In the calculus of variations, one seeks the solution of a minimum problem, for instance a shape that optimizes a certain feature. A prominent example is named after the Belgian nineteenth-century physicist Joseph Plateau, who proposed to study area-minimizing surfaces, namely surfaces which minimize their area among those which span a fixed contour. It has long been known that such surfaces might have singularities, for instance, the formation of a certain type of corners, but a complete description of the type and size of the singularities is a long-standing open problem. A large proportion of Camillo De Lellis' research is dedicated to describing and understanding the specific nature of the singularities of such surfaces.
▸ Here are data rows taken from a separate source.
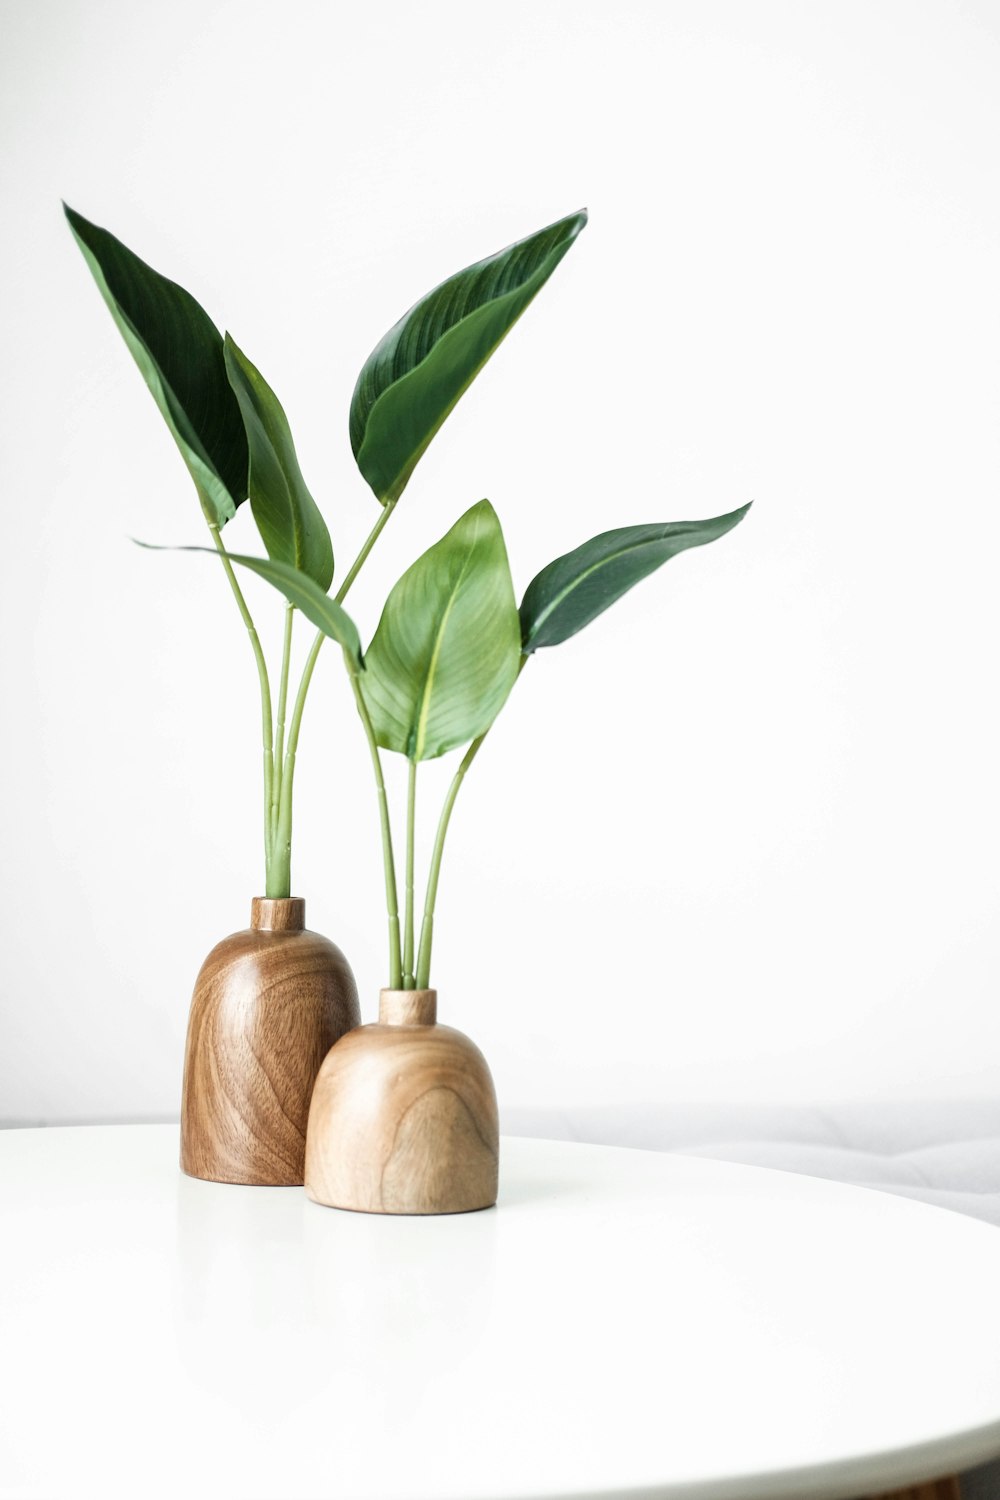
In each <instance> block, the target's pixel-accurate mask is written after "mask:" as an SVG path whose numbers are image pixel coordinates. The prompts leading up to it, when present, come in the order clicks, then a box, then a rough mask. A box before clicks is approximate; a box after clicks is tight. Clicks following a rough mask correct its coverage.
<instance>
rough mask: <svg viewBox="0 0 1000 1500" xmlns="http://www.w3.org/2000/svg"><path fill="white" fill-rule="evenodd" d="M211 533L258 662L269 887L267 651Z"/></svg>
mask: <svg viewBox="0 0 1000 1500" xmlns="http://www.w3.org/2000/svg"><path fill="white" fill-rule="evenodd" d="M208 531H210V532H211V540H213V541H214V544H216V550H217V553H219V556H220V558H222V565H223V568H225V571H226V577H228V579H229V588H231V589H232V592H234V595H235V601H237V606H238V609H240V615H241V616H243V624H244V625H246V630H247V634H249V637H250V646H252V648H253V658H255V661H256V675H258V678H259V681H261V738H262V744H264V867H265V876H267V880H268V883H270V868H271V789H273V783H274V751H273V747H271V684H270V681H268V676H267V661H265V660H264V651H262V649H261V640H259V636H258V633H256V625H255V624H253V618H252V615H250V610H249V609H247V607H246V600H244V597H243V589H241V588H240V585H238V583H237V576H235V573H234V571H232V562H231V561H229V553H228V552H226V549H225V543H223V540H222V537H220V535H219V528H217V526H216V525H213V523H211V522H210V523H208ZM268 894H270V892H268Z"/></svg>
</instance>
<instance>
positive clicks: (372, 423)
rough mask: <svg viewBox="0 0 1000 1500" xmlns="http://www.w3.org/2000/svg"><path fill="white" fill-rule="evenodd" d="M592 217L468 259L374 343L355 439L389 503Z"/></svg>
mask: <svg viewBox="0 0 1000 1500" xmlns="http://www.w3.org/2000/svg"><path fill="white" fill-rule="evenodd" d="M585 223H586V210H580V213H571V214H570V216H568V217H567V219H559V220H558V223H552V225H549V226H547V228H546V229H540V231H538V233H537V234H531V236H529V237H528V239H525V240H519V242H517V243H516V245H511V246H508V248H507V249H505V251H499V252H498V254H496V255H490V257H489V260H486V261H478V263H477V264H475V266H469V267H466V270H463V272H459V273H457V275H456V276H451V278H450V279H448V281H445V282H442V284H441V287H436V288H435V290H433V291H432V293H429V294H427V296H426V297H421V300H420V302H418V303H415V306H412V308H411V309H409V312H408V314H406V315H405V317H403V318H400V320H399V323H397V324H394V327H391V329H390V330H388V333H387V335H385V338H384V339H382V341H381V342H379V344H378V345H376V347H375V348H373V350H372V353H370V354H369V357H367V360H366V362H364V366H363V369H361V374H360V375H358V381H357V386H355V387H354V396H352V401H351V447H352V449H354V458H355V459H357V463H358V468H360V469H361V474H363V475H364V478H366V480H367V483H369V484H370V486H372V489H373V490H375V495H376V498H378V499H379V501H381V502H382V504H384V505H385V504H388V502H390V501H394V499H399V496H400V495H402V492H403V487H405V486H406V481H408V478H409V475H411V474H412V471H414V468H415V465H417V460H418V459H420V456H421V455H423V452H424V449H426V447H427V444H429V443H430V440H432V438H433V435H435V432H436V431H438V428H439V426H441V423H442V422H444V420H445V417H447V416H448V413H450V411H451V408H453V407H454V405H456V402H457V401H459V398H460V396H462V395H463V392H465V390H466V389H468V386H469V384H471V383H472V380H475V377H477V375H478V372H480V371H481V368H483V365H486V362H487V360H489V357H490V354H492V353H493V350H495V348H496V347H498V344H499V342H501V339H502V338H504V336H505V335H507V333H508V332H510V329H511V327H513V326H514V323H516V321H517V318H520V315H522V312H523V311H525V308H526V306H528V303H529V302H531V300H532V297H534V296H535V294H537V293H538V291H540V290H541V288H543V287H544V284H546V282H547V281H549V278H550V276H552V273H553V270H555V269H556V266H558V264H559V261H561V260H562V257H564V255H565V254H567V251H568V249H570V246H571V245H573V242H574V240H576V237H577V234H579V233H580V229H582V228H583V226H585Z"/></svg>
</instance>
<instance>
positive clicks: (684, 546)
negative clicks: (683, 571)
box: [520, 505, 750, 655]
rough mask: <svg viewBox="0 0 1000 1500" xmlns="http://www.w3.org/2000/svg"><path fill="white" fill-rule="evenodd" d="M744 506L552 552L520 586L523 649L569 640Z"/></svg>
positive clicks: (520, 604)
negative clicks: (643, 580)
mask: <svg viewBox="0 0 1000 1500" xmlns="http://www.w3.org/2000/svg"><path fill="white" fill-rule="evenodd" d="M748 510H750V505H742V507H741V508H739V510H732V511H730V513H729V514H726V516H714V517H712V519H711V520H670V522H667V523H666V525H651V526H619V528H618V529H615V531H603V532H601V534H600V535H598V537H591V540H589V541H585V543H583V546H580V547H576V550H574V552H567V553H565V555H564V556H561V558H556V559H555V562H550V564H549V565H547V567H543V570H541V573H538V574H537V576H535V577H534V579H532V580H531V583H529V585H528V588H526V589H525V597H523V600H522V604H520V631H522V646H523V651H525V654H526V655H528V654H531V652H532V651H538V648H540V646H558V645H559V642H562V640H568V639H570V636H574V634H576V633H577V630H583V625H589V622H591V621H592V619H597V616H598V615H601V613H603V612H604V610H606V609H607V607H609V606H610V604H613V603H615V600H616V598H621V597H622V594H627V592H628V589H630V588H633V586H634V585H636V583H639V582H640V580H642V579H643V577H646V576H648V574H649V573H655V570H657V568H658V567H661V565H663V564H664V562H666V561H667V559H669V558H672V556H676V555H678V552H685V550H687V547H703V546H705V544H706V543H708V541H715V540H717V538H718V537H724V535H726V532H727V531H732V529H733V526H736V525H739V522H741V520H742V519H744V516H745V514H747V511H748Z"/></svg>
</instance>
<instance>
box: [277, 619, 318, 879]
mask: <svg viewBox="0 0 1000 1500" xmlns="http://www.w3.org/2000/svg"><path fill="white" fill-rule="evenodd" d="M324 640H325V636H324V634H322V631H319V633H318V634H316V639H315V640H313V643H312V648H310V651H309V655H307V657H306V664H304V667H303V673H301V681H300V684H298V691H297V693H295V703H294V708H292V717H291V720H289V723H288V748H286V750H285V763H283V766H282V795H280V799H279V804H277V826H276V831H274V849H273V864H274V882H273V883H274V889H270V888H268V892H267V894H268V895H276V897H280V895H291V882H292V871H291V864H292V790H294V786H295V751H297V748H298V732H300V729H301V715H303V709H304V708H306V694H307V693H309V684H310V682H312V673H313V670H315V666H316V657H318V655H319V646H321V645H322V642H324Z"/></svg>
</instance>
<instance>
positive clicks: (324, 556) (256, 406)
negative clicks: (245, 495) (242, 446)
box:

The first system of partial differential equations ever written down in fluid dynamics is given by the Euler equations which were found more than 250 years ago. The incompressible Euler equations are a limiting case of another well-known system, the Navier-Stokes equations. Whether regular solutions of the Euler and Navier-Stokes equations might form singularities in finite time is one of the biggest open problems in mathematics: for the Navier-Stokes equations, it is one of the famous millennium prize problems. Together with Hungarian mathematician László Székelyhidi, Jr., Camillo De Lellis has shown that there are very irregular solutions, many more than expected, and that they might behave in a very surprising way. Their new approach borrows from the pioneering work of 1950s American mathematician John Nash on the isometric embedding problem, a thus far completely unrelated topic in differential geometry, another branch of mathematics.
Both researchers' ideas provide the basis for recent important developments, such as the resolution by American mathematician Phil Isett of a 1949 fundamental conjecture of Norwegian physical chemist and theoretical physicist Lars Onsager in the theory of turbulent flows, and the unexpected discovery by mathematicians Tristan Buckmaster and Vlad Vicol that irregular solutions of the Navier-Stokes system are not uniquely determined by the equations.